Régions seine-et-marne

« Une reprise difficile »

Comment la Fédération du BTP 77 va-t-elle fêter son centenaire le 18 juin ?

Nous avons décidé d’inscrire cette fête du centenaire dans le cadre des journées médiévales de Provins, une manière de faire un petit clin d’œil au passé, de retrouver nos racines et de rappeler que le bâtiment est un très vieux métier. Toute la journée, les adhérents pourront assister aux spectacles et aux animations proposés en ville. Le soir, le repas sera l’occasion de mettre à l’honneur toutes les personnes qui ont animé et animent le BTP 77.

Quel message envisagez-vous de faire passer ?

Cette manifestation doit garder un caractère festif. Je ne vais donc pas parler de la conjoncture actuelle. Mon intervention portera principalement sur le syndicalisme patronal et le rôle du mandataire, qui est d’être au service de l’adhérent et de faire du lobbying.

La conjoncture actuelle est-elle difficile ?

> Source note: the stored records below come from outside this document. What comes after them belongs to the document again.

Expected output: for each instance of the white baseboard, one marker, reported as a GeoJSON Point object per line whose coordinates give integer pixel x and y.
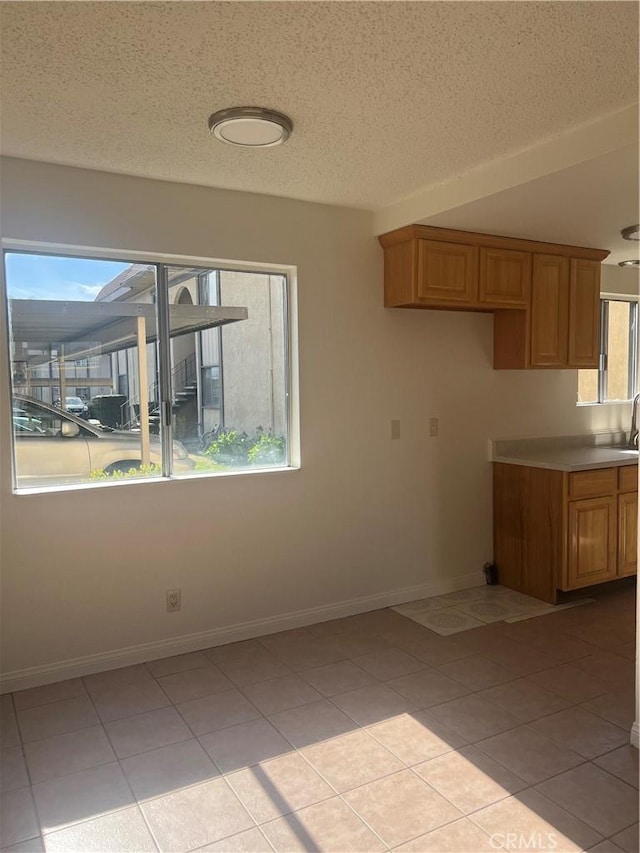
{"type": "Point", "coordinates": [48, 673]}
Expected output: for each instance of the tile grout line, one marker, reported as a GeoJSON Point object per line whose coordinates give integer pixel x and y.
{"type": "Point", "coordinates": [126, 779]}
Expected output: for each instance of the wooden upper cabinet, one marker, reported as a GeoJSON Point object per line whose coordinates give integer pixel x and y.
{"type": "Point", "coordinates": [584, 314]}
{"type": "Point", "coordinates": [447, 272]}
{"type": "Point", "coordinates": [505, 277]}
{"type": "Point", "coordinates": [549, 311]}
{"type": "Point", "coordinates": [544, 296]}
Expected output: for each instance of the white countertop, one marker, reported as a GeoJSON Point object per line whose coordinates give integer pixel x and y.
{"type": "Point", "coordinates": [567, 453]}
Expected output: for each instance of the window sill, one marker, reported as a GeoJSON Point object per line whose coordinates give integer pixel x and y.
{"type": "Point", "coordinates": [151, 481]}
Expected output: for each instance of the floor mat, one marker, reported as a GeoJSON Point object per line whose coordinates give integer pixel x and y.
{"type": "Point", "coordinates": [481, 605]}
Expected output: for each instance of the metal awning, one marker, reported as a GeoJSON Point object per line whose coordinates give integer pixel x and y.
{"type": "Point", "coordinates": [97, 328]}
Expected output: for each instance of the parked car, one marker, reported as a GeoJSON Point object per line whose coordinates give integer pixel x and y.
{"type": "Point", "coordinates": [53, 447]}
{"type": "Point", "coordinates": [76, 406]}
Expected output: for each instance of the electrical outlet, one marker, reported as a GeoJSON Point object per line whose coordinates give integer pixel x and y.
{"type": "Point", "coordinates": [174, 600]}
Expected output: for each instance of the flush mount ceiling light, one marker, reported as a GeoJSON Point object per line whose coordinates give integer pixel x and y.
{"type": "Point", "coordinates": [251, 127]}
{"type": "Point", "coordinates": [631, 233]}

La situation est assez paradoxale. D’un côté, le nombre d’affaires à étudier augmente, les carnets de commandes en volume se consolident même si les prix restent bas ; de l’autre, la trésorerie des entreprises reste extrêmement fragile. Comme elles ont choisi de ne pas réguler l’outil de production et donc de ne pas licencier, elles sont allées puiser dans leurs fonds propres et leurs réserves. Elles risquent aujourd’hui de ne pas disposer de la trésorerie suffisante pour aborder la reprise. En fait, les difficultés commencent alors que l’activité redémarre. Les banques partant du principe qu’elles ont soutenu les entreprises pendant la crise financière estiment qu’elles n’ont plus à intervenir. Notre message est de leur dire : « Lorsqu’on rentre dans la crise, on a besoin d’amortisseur, lorsque l’activité redémarre, on a besoin d’essence. » Les entreprises qui ont encore des réserves vont s’en sortir, en revanche, ce sera plus difficile pour les autres.

Quel est votre dossier prioritaire ?

La priorité est de relancer l’activité. Ensuite, on reviendra à tout ce qui accompagne la grande maison du bâtiment : le social, la formation avec parmi les sujets forts à traiter la pérennisation du financement de l’apprentissage.